Credit M. Scott Brauer for The New York Times
The Isabella Stewart Gardner Museum in Boston has extended a $10 million reward for information leading to the return of 13 works valued at half a billion dollars that were pilfered in 1990.
The board of directors voted to extend the reward, which was to have reverted to $5 million at the end of 2017, in the hope of enticing tips that would help recover works by Rembrandt, Vermeer, Degas, Manet and others that were stolen in the world’s largest unsolved art heist.
That theft took place just after midnight on March 18, 1990, when a pair of thieves dressed as Boston police officers bamboozled museum guards to gain access to the building, then restrained them and left 81 minutes later with the artworks.
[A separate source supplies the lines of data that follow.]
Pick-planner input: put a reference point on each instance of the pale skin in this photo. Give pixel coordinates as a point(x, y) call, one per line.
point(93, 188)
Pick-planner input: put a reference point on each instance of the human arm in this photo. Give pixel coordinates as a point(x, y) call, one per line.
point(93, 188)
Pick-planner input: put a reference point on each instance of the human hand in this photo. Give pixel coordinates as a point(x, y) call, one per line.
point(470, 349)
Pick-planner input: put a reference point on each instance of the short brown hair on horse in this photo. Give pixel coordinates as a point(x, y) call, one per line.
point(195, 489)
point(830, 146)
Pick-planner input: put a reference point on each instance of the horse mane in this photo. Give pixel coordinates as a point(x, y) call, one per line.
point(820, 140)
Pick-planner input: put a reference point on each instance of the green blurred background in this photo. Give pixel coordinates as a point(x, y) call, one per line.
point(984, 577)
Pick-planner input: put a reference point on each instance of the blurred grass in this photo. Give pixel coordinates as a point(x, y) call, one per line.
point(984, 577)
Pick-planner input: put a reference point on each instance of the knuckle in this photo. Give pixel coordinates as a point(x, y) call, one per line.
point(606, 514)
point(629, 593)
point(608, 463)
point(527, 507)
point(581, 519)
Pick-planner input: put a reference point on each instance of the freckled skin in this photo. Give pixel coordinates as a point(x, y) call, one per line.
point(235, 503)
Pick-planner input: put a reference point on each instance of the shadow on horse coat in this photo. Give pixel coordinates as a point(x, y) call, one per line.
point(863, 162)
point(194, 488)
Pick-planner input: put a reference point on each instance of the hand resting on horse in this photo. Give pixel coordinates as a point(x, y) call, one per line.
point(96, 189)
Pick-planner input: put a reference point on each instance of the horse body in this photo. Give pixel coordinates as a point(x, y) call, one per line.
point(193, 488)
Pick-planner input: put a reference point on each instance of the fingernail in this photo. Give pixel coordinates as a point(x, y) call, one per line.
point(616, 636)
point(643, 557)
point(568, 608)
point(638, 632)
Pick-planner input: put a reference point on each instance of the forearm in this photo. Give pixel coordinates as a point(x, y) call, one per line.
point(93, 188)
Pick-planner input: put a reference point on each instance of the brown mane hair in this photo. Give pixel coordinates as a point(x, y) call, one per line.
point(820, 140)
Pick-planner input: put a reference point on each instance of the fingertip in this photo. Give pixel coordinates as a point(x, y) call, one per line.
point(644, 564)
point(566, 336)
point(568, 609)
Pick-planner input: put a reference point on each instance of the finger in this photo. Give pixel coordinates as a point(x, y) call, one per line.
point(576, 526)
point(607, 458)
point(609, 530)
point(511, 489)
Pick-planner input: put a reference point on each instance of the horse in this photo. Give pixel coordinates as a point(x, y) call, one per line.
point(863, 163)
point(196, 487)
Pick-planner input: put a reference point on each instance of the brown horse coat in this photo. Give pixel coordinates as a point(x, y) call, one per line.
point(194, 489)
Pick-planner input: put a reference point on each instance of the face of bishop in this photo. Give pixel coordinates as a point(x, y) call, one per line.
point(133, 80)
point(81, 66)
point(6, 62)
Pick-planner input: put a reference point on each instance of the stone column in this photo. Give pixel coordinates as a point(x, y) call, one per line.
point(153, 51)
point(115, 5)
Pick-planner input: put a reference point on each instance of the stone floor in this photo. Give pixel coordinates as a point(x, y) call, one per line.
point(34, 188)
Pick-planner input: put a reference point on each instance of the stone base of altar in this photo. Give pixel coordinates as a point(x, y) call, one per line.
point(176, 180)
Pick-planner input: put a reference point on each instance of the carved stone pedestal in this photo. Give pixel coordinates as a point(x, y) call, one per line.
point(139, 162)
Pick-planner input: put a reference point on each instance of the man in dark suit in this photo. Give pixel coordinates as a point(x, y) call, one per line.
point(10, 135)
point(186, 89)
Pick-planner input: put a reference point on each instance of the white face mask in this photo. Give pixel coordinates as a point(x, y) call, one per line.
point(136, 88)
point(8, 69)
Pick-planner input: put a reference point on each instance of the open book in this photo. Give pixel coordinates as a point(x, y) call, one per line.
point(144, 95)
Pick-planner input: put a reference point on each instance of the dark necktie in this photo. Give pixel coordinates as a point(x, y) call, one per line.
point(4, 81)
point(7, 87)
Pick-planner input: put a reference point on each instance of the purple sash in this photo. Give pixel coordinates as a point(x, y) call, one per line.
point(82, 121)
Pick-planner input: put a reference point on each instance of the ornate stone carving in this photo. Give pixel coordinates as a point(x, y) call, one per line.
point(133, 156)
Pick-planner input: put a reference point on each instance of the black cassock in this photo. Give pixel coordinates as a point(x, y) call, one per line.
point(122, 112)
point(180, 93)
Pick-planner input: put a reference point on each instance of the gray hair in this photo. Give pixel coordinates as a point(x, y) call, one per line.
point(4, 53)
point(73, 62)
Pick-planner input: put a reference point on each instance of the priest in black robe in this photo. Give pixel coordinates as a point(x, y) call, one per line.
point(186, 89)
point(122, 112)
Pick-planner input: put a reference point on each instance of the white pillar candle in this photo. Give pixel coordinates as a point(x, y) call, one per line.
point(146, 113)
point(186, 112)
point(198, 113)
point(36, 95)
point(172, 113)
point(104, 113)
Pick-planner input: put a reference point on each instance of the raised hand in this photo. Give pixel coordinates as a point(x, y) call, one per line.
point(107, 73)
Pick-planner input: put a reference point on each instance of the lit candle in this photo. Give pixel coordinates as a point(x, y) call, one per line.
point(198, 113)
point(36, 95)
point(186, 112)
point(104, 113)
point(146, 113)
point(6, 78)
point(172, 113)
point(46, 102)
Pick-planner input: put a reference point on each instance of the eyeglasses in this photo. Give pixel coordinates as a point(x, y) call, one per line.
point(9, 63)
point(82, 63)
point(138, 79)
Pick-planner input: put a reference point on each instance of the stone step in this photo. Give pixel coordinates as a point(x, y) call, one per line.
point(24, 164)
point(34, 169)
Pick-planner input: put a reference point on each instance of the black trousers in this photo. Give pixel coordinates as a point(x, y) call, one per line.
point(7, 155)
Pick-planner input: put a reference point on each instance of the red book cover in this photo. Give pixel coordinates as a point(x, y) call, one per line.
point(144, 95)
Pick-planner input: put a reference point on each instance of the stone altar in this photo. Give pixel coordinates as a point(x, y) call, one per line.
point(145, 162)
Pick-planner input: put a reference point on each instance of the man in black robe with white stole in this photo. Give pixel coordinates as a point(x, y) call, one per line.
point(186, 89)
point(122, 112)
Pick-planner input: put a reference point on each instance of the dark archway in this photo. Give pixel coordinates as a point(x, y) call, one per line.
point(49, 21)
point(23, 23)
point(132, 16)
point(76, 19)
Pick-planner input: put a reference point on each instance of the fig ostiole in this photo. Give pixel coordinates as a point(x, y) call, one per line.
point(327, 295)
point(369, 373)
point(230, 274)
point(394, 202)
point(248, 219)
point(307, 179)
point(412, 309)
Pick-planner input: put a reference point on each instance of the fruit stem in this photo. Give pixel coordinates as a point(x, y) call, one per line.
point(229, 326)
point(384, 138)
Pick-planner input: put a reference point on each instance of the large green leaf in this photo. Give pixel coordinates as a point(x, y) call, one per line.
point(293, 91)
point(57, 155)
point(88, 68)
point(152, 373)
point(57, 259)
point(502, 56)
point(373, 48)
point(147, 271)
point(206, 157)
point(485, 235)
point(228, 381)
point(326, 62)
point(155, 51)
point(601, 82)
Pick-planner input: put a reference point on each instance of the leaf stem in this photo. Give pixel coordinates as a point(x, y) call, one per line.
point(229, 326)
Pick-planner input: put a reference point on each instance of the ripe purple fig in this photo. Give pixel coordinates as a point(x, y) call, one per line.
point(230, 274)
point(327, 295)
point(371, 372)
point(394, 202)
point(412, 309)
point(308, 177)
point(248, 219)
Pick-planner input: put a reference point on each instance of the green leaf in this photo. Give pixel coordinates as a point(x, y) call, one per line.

There have been multiple suspects over the years including members of the mafia and the Irish Republican Army. The Federal Bureau of Investigation said in 2013 that agents had figured out who the thieves were but did not give their names, adding that the two were no longer alive. The statute of limitations on the theft ran out in 1995 but the investigation remains active.
The woman for whom the museum is named, an art patron and philanthropist who died in 1924, stipulated in her will that the vast art collection in her home, modeled on a 15th-century Venetian palace, remain on permanent display exactly as she left it. Nowadays empty gilded frames that held some of the works that were taken in 1990 still hang on the walls.
While searching for leads, the museum’s director of security, Anthony Amore, has searched visitors’ ledgers, compiled a database of names, phone numbers and license plates and created a detailed timeline of events. He has said that he hopes that the lure of the reward might be strong enough to dislodge a crucial bit of evidence that could result in the empty frames being filled once again.